En outre, une manifestation de cette tendance à la violence est que l’Association des élèves et étudiants du Mali (AEEM) a été récemment dissoute, principalement pour le fait que cette association s’illustre dans des actes de violences, presque au quotidien. Combien de fouilles et perquisitions policières ont permis de découvrir d’impressionnants arsenaux de guerre dans des résidences universitaires, ou aux domiciles de leaders estudiantins ? Comment des étudiants et élèves peuvent s’inscrire autant dans l’exercice de la violence ? Cette situation n’est-elle pas le reflet de la société malienne aujourd’hui trop marquée par la culture de la violence ? Combien de fois aperçoit-on dans la circulation des cas de bagarres avec usage d’armes blanches ? Combien de cas d’injures et autres violences verbales voit-on proférées dans la circulation et sur les réseaux sociaux ? Comment les Maliens sont-ils parvenus à perdre leur pacifisme et leur tolérance légendaire ?
Pourquoi la violence s’est-elle aussi gravement incrustée dans les mœurs du peuple malien, pourtant longtemps réputé pacifiste ? Certains historiens et sociologues expliquent ce phénomène par le passé d’empire et de conquérants du pays ? Sans omettre de mettre l’accent sur les résistances qui ont lourdement marqué le processus de décolonisation du Mali, c’est-à-dire avant les indépendances du pays, le 22 septembre 1960.

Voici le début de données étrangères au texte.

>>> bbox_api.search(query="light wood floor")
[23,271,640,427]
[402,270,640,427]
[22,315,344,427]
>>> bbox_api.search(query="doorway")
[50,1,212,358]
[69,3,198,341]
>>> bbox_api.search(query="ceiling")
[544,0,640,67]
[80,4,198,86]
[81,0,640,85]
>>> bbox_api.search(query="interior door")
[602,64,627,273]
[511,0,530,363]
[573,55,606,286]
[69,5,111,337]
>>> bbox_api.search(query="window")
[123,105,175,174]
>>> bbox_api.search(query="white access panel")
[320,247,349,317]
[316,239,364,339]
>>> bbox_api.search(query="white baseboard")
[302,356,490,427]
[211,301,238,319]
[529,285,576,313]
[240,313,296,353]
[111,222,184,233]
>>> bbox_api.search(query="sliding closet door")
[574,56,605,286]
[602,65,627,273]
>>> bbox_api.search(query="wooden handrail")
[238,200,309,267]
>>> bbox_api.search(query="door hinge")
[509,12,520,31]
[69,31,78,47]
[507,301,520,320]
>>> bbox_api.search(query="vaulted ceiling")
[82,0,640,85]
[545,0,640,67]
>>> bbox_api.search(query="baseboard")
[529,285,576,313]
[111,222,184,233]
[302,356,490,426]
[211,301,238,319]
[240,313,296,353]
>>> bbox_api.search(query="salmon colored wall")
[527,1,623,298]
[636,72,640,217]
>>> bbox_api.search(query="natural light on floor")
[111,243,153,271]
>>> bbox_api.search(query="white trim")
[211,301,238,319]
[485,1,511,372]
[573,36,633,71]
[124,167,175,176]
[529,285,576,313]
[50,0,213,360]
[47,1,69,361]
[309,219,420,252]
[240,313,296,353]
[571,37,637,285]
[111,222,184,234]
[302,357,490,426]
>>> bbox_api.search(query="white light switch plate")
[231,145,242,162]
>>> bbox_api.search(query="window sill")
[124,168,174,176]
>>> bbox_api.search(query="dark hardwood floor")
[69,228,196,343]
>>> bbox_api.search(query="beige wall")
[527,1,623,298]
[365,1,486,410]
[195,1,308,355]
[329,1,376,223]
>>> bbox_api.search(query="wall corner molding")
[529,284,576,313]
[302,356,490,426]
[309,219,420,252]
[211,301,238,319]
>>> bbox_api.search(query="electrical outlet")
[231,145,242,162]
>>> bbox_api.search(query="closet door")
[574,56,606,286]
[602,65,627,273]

En effet, avant l’étape du Soudan français et de la fédération avec le Sénégal, le Mali a été marqué par la résistance avec les héros comme Samory Touré, Babemba, Firhoun, Sonni Ali Ber, etc ? Tous ces leaders ont été de grands combattants qui ont vendu chèrement leurs peaux. Ils ont défendu bec et ongle des pans entiers du territoire contre la domination étrangère. Ce qui a eu le mérite de cultiver une détermination patriotique empreinte de violence face à l’adversité. La conséquence immédiate de ces épreuves est la prédisposition des populations à l’auto-défense, donc à l’armement. Puisque chaque concession devrait prouver sa dignité et sa bravoure en disposant d’armes à feu, pour faire face à tout ennemi, quel qu’il soit.
Progressivement, cette culture de la violence s’est intensifiée durant la lutte pour les indépendances avec des combats farouches livrés au colonisateur français. Cela s’est enraciné et a donné naissance à une culture de la violence, dans les luttes politiques.
Le paroxysme de cette tendance à la violence fera que le Mali indépendant va connaître cinq coups d’Etats de 1960 à nos jours. Sans oublier les mouvements insurrectionnels déjoués et les rébellions dans les parties septentrionales du pays.
En outre, avec la survenance de la crise sécuritaire, l’on a assisté à une course vers l’armement, avec la prolifération des armes dans le pays. Et la faillite de l’Etat, ou l’absence de l’administration dans certaines contrées a renforcé le sentiment d’abandon par la puissance publique. Ce qui a poussé les populations à déployer des efforts dans des réflexes d’autodéfense et aussi de repli identitaires. C’est ainsi que des milices ont pu avoir pignon sur rue. Cela a créé une guéguerre et une prédisposition à la violence armée et aveugle. Surtout qu’avec le faible niveau d’alphabétisation du pays, la violence apparaît très vite comme une facile expression de l’instinct de survie.
Il urge que les dirigeants de la Transition agissent rapidement, à travers une législation ferme, pour mettre fin à cette tendance à la violence, qui conduit le pays vers un état de jungle. Le processus de dialogue inter-Maliens en cours doit œuvrer à poser les jalons d’une véritable pacification du pays, en vue d’une réconciliation effective.